The evidence may be good; I am no judge of that. I use NASA’s dating because it is widely accepted and comprehensible. I can (and have) written a “stasis” chart, listing life forms I have heard about that are unchanged over vast periods of time and through many ecological developments. The chart uses NASA’s dating. But many science-based estimates of Earth’s age have been offered over the decades. And for all I know, NASA will one day announce that Earth is really only 100 million years old or maybe 10 billion, and I must then recalibrate it all, based on what they say afterward.
By now, you may get at least some sense of why ID supporters generally don’t fight among ourselves about the matter. Why bother? We are united by the perception that Darwinism and its offspring are just one of many current melds between science and crackpot metaphysics (one could add multiverses, “evolutionary” psychology, and “the mind is just the brain buzzing” neuroscience to the list). Darwinism happens to be the meld that we, as a community, know the most about.
For example, if you wanted to know more about what’s wrong with “the mind is just the brain buzzing” neuroscience, you would do better to talk to “mindfulness” neuroscientists than us. There is overlap, of course. I myself am co-author of The Spiritual Brain. But they are a whole separate group engaged with that issue.
Incidentally, it certainly doesn’t help Darwinism’s reputation to be infested by atheist trolls who broadcast their anti-religious opinions in foul language, then hypocritically obsess about other people’s religious commitments, generally uglifying public debate.

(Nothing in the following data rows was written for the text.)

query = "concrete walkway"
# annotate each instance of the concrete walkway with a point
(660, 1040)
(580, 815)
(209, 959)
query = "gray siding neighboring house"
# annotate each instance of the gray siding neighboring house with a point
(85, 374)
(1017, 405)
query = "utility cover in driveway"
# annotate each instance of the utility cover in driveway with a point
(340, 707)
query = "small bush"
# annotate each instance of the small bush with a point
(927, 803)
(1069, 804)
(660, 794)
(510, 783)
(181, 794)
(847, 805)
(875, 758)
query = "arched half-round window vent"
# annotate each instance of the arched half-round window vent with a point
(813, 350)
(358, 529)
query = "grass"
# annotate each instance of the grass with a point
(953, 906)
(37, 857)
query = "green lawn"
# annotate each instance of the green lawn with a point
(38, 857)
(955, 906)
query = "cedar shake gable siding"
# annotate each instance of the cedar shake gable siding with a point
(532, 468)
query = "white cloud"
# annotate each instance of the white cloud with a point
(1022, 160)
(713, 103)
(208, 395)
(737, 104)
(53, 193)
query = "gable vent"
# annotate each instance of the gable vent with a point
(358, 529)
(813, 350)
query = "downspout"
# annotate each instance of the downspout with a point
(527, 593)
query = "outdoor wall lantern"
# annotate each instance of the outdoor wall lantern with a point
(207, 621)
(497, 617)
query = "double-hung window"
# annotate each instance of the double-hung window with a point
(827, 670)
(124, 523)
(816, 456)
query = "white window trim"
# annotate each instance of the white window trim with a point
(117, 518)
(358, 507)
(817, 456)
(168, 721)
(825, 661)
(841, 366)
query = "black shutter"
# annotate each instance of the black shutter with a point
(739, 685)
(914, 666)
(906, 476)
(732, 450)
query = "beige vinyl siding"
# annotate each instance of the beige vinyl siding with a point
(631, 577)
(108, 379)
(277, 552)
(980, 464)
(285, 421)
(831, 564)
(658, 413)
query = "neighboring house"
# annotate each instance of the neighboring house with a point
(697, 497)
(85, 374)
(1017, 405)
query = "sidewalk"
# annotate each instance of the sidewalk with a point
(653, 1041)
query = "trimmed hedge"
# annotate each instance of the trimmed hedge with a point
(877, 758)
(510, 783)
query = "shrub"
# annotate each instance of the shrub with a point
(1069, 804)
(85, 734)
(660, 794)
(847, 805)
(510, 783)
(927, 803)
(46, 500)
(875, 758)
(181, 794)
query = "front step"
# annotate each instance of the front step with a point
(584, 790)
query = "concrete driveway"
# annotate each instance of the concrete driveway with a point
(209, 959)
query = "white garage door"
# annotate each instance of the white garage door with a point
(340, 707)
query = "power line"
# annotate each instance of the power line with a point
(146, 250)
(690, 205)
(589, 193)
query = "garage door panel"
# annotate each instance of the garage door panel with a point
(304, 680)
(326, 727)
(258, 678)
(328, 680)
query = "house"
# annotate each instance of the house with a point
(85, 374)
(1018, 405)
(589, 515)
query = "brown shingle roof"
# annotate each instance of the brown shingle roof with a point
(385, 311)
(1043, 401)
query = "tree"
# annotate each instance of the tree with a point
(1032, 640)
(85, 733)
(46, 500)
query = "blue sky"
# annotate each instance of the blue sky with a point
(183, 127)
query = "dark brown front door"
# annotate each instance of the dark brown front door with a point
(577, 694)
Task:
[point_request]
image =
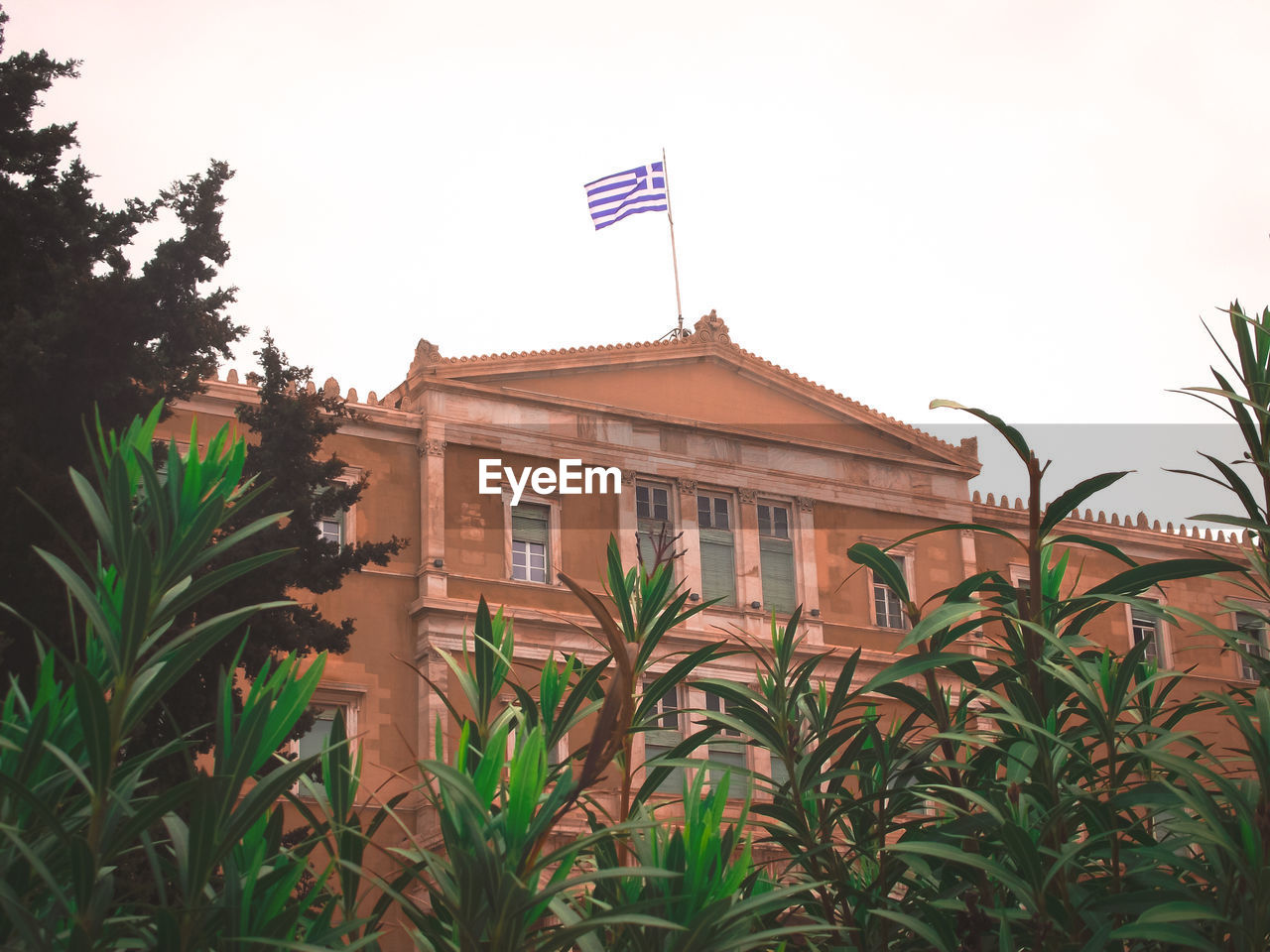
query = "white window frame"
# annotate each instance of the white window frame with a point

One can’t help but ask, what kind of “science” attracts such people? A range of reasonable answers to that question is quite short. And it does not make Darwinism sound like a science so much as a metaphysic for trolls.
Of course not everyone who believes in Darwinism is by any means a troll. But if you have condemned yourself to being a troll, please do be a Darwinist. Rant and curse, and try to get books suppressed—and let the rest of us get on trying to understand the true history of evolution in relation to the creation and flow of information, of which Darwin did not dream.
Now, I slowly made my way back to the Catholic Church, and am a Catholic in communion with the Church. Traditional Catholics have a very high view of Scripture, as will be evident to anyone who pays attention at Mass.
But we tend to interpret Scripture on many levels (literal, mystical, allegorical, anagogical, for example, just to start).
The Church takes no official position on the age of Earth. Its position on evolution generally has been grossly misrepresented, whether intentionally or from ignorance or from—I suspect this is most common—the deception of Catholic Darwinist academics. See, for example Douglas Futuyma whose simply wrong comments may well stem from the third cause.
So, yes, a Catholic can be a YEC in good faith, and some are. Most are not. The Catholic approach to Scripture does not drive us in the direction of making a formal decision in such matters.
(Believe you me: When the Church thinks she must make a formal, official decision, via an Encyclical—a letter addressed to all Catholics—she just does, and damn the torpedoes.)
So there it is. That is why I am not a YEC, and also don’t have a problem with people who are.